Chocolate (2005) (USA/Canada)

⭐️⭐️⭐️


Mick Garris works from a Mick Garris script and has me worrying that this can only be about as good as you could expect from anything Mick Garris has done. It’s the fifth episode of the series he birthed and it stars Henry Thomas as a divorced, depressed and dieting Chicago food lab employee, working on artificial flavor development. After waking up with the taste of a very particular chocolate in his mouth, he realizes he has inexplicably become psychically connected to a beautiful stranger. This allows him to see what she sees, hear what she hears and feel what she feels. He manages to fall in love with the stranger but is shaken when violent images begin to creep into the psychic scenes he’s been receiving. Once the transmissions come to a sudden halt, he decides to track down the woman but there’s a reason for those violent flashes and it’s going to bite our well-meaning (naive) boy in his white pasty ass. Matt Frewer brings his usual solid work as our protagonist’s lovable lab partner and Henry Thomas could play likable/kinda-creepy sad sack in his sleep. If you had told me Mick Garris would be the “master” behind my favorite outing up to this point, I would have called you a fucking liar and laughed in your lovely face. Somehow, he gives the story plenty of breathing room and as much as it feels like a throwaway episode of Tales From the Crypt in its predictably, the top notch cast pulls it above the mundane and makes for one solid time with the right notes of dark humor. Hats off to ya, Mr. Garris.

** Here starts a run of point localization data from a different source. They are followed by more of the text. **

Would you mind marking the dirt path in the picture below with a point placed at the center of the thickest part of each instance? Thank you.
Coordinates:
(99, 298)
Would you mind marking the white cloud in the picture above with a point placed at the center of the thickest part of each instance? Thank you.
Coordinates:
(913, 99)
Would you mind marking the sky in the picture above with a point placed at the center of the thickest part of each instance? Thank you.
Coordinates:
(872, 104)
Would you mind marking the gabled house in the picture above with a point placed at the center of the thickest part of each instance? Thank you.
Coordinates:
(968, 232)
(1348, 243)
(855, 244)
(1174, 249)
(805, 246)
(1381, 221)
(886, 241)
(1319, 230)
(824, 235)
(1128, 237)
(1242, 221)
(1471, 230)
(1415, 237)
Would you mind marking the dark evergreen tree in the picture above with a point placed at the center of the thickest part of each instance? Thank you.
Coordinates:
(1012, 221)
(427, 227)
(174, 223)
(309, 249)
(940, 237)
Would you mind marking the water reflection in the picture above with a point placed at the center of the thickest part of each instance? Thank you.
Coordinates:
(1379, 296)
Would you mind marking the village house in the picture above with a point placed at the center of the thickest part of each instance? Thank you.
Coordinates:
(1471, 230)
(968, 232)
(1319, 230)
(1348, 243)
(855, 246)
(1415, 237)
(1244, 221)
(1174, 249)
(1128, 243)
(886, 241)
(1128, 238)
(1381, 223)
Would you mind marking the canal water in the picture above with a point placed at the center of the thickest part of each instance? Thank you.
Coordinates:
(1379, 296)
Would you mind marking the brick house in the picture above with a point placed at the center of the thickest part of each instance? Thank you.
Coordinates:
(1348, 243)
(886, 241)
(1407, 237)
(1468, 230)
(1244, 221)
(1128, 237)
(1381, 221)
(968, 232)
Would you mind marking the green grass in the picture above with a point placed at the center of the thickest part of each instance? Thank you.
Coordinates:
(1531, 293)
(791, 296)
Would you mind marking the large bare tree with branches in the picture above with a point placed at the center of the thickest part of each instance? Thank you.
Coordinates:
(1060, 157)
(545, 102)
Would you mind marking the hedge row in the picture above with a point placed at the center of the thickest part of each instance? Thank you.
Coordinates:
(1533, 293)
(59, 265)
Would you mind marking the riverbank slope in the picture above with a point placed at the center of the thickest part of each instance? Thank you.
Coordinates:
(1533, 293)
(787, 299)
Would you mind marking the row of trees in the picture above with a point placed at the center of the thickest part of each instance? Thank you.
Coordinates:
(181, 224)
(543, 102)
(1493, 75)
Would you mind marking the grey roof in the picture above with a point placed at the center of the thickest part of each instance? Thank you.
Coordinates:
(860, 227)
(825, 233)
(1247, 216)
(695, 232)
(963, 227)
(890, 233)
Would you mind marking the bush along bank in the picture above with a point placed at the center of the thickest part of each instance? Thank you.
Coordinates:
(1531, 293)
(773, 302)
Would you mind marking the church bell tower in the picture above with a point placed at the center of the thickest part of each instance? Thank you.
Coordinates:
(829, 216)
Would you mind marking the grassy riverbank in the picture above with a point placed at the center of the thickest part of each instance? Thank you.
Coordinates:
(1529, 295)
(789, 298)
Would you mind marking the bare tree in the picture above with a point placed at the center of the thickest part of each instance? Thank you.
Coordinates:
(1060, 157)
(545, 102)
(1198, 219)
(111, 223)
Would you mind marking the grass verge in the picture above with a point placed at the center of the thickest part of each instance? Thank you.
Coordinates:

Jenifer (2005) (USA/Canada)

⭐️⭐️1/2


Argento is up to bat in the fourth episode from the Masters of Horror series working from a short story by Bruce Jones which appeared in Creepy. Actor Steven Weber tackled the teleplay and stars as detective Frank Spivey. Parked for lunch with his partner, he’s put in the position to save the life of a hot-bodied but severely disfigured woman from the clutches of a seemingly psychopathic homeless man with a cleaver Sympathizing with the woman, Jenifer, he rescues her from the insane asylum where she’s been placed and brings her home. His wife ain’t all that happy about it (rightfully so) and his teenage son is his usual level of indifferent. Frank seems like a putz anyways. Frank’s lustful attraction to her has him slipping into obsession while Jenifer shows she has some disturbing urges. I mean, he watches on as his family leaves following Jenifer’s eating of the family cat. Everything goes to shit soon after when a neighborhood child gets eaten and Frank attempts to plot Jenifer’s kidnapping with the help of a shady carnival owner. The scheme doesn’t work and Frank’s sanity slips further into troublesome waters. Because he’s a dope with a deteriorating common sense, he journeys out to an isolated cabin with the dangerous woman to keep the public safe. Nudity and violence abound as Argento injects some sleazy life into the series with his outing about the ultimate dangers of being a scumbag and falling for the “butter face” from Hell. It’s dumb as fuck and handled with a somber seriousness that makes it feel more clueless than it actually is. The best this series has to offer so far but just barely and that’s not really saying much.